Paylaşımı yapan kişi tarihçi bir akademisyen. TRT ekranlarının bir bilen gediklisi aynı zamanda. Üstelik bir üniversitenin de rektörü.

Vay be dedim ve bu paylaşımı fotoğraflayarak sosyal medya profilimden şunu yazıp paylaştım:  

Bu donanım bu vizyon bu okuyuşa şapka çıkardım. Bu ufuk bende olmadığı için hayıflandım.

Hangi birimizde var bu ufuk?

Bu seviyeye gelmek için meğer tarih okumak, üzerine ihtisas yapmak gerekiyormuş. Bunların hiçbiri bende yok.

Boşuna televizyoncu olmamış boşuna rektör yapmamışlar.

Kıskansam da iyi ki böyle bilim insanlarımız var. Geldiği nokta itibariyle kalitenin tesadüf olmadığına bir kez daha inandım.

Tarih okumasından anladığıma göre Viyana'yı bu sefer düşürmek bir İtalyan'a nasip oldu”.

Ne diyeyim. Bereket, Merzifonlu Kara Mustafa Paşa yaşamıyor. Yaşasa, "Ne dedin ne dedin? Bir daha söyle derdi. Ardından da sen futbolu bırak. Sadece tarih anlat sadece tarih derdi sanırım.

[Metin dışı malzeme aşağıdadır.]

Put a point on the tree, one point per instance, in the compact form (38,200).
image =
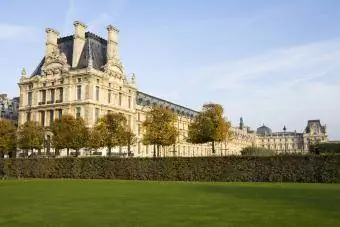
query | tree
(110,128)
(69,133)
(31,136)
(209,126)
(128,138)
(95,139)
(7,137)
(160,129)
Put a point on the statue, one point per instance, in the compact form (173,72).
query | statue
(133,78)
(23,72)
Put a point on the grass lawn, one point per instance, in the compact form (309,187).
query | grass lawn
(139,203)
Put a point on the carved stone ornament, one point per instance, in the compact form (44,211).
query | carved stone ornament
(114,64)
(55,63)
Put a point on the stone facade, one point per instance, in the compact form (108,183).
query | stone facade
(292,141)
(82,75)
(9,108)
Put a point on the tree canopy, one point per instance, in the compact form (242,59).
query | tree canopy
(111,127)
(160,129)
(69,133)
(7,137)
(31,136)
(209,126)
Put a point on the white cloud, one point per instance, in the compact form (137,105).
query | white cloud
(283,86)
(16,32)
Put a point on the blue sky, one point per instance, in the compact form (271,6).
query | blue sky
(272,62)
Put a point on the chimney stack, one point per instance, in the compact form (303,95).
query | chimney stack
(112,42)
(51,41)
(78,41)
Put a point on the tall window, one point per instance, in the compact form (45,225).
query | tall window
(97,93)
(60,113)
(52,95)
(61,94)
(43,96)
(78,92)
(28,116)
(42,118)
(109,96)
(29,98)
(96,114)
(120,99)
(78,112)
(51,116)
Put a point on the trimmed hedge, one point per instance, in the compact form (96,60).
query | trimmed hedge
(322,169)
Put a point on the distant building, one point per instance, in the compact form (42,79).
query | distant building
(82,75)
(292,141)
(9,108)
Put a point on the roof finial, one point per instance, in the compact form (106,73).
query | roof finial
(90,65)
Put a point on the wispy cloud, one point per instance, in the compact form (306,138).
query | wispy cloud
(282,86)
(277,68)
(17,32)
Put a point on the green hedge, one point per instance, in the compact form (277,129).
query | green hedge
(325,169)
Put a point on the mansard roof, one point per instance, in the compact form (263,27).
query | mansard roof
(144,99)
(94,48)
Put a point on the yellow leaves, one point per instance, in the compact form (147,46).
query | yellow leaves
(209,125)
(7,136)
(159,127)
(31,136)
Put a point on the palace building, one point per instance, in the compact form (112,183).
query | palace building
(82,75)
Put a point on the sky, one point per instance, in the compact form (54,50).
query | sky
(272,62)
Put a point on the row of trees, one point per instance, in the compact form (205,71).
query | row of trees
(159,130)
(68,133)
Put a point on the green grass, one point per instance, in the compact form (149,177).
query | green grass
(138,203)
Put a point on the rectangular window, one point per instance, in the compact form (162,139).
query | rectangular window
(109,96)
(51,116)
(43,96)
(42,118)
(29,98)
(78,112)
(96,114)
(120,99)
(60,113)
(61,94)
(28,116)
(129,121)
(52,95)
(78,92)
(97,93)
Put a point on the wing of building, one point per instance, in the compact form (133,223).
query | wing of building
(82,75)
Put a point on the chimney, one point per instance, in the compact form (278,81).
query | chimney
(78,41)
(51,41)
(112,42)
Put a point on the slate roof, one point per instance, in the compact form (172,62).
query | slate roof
(95,48)
(144,99)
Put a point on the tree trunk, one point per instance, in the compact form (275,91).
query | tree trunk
(213,147)
(158,150)
(129,152)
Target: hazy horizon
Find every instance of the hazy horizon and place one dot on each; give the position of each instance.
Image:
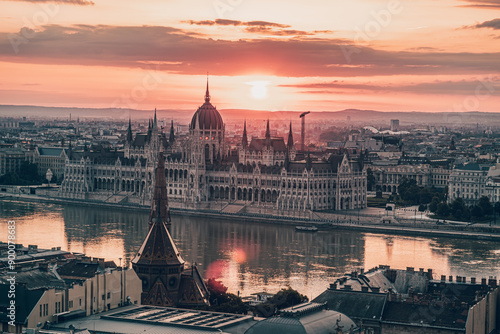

Bereket, Merzifonlu Kara Mustafa Paşa yaşamıyor. Yaşasa, "Ne dedin ne dedin? Bir daha söyle derdi. Ardından da benden uzak ol derdi sanırım ve Shakespeare ile ilgili anlatılan şu anekdota yer verirdi:

"Bir şemsiye tamircisi, yazmış olduğu şiirleri incelemesi için Shakespeare'e gönderir. Ünlü yazarın cevabı: “Dostum siz şemsiye yapın, hep şemsiye yapın, sadece şemsiye yapın...” olur.

Bunun hesap, siz sadece tarih anlatın tarih. Bırakın futbolu başkası yorumlasın, derdi.

*şehidlerimizin değil, şehitlerimizin şeklinde yazılması gerekirdi. Sanırım, Viyana’nın fethiyle ilgilendiği için bu ayrıntı rektörün gözünden kaçtı.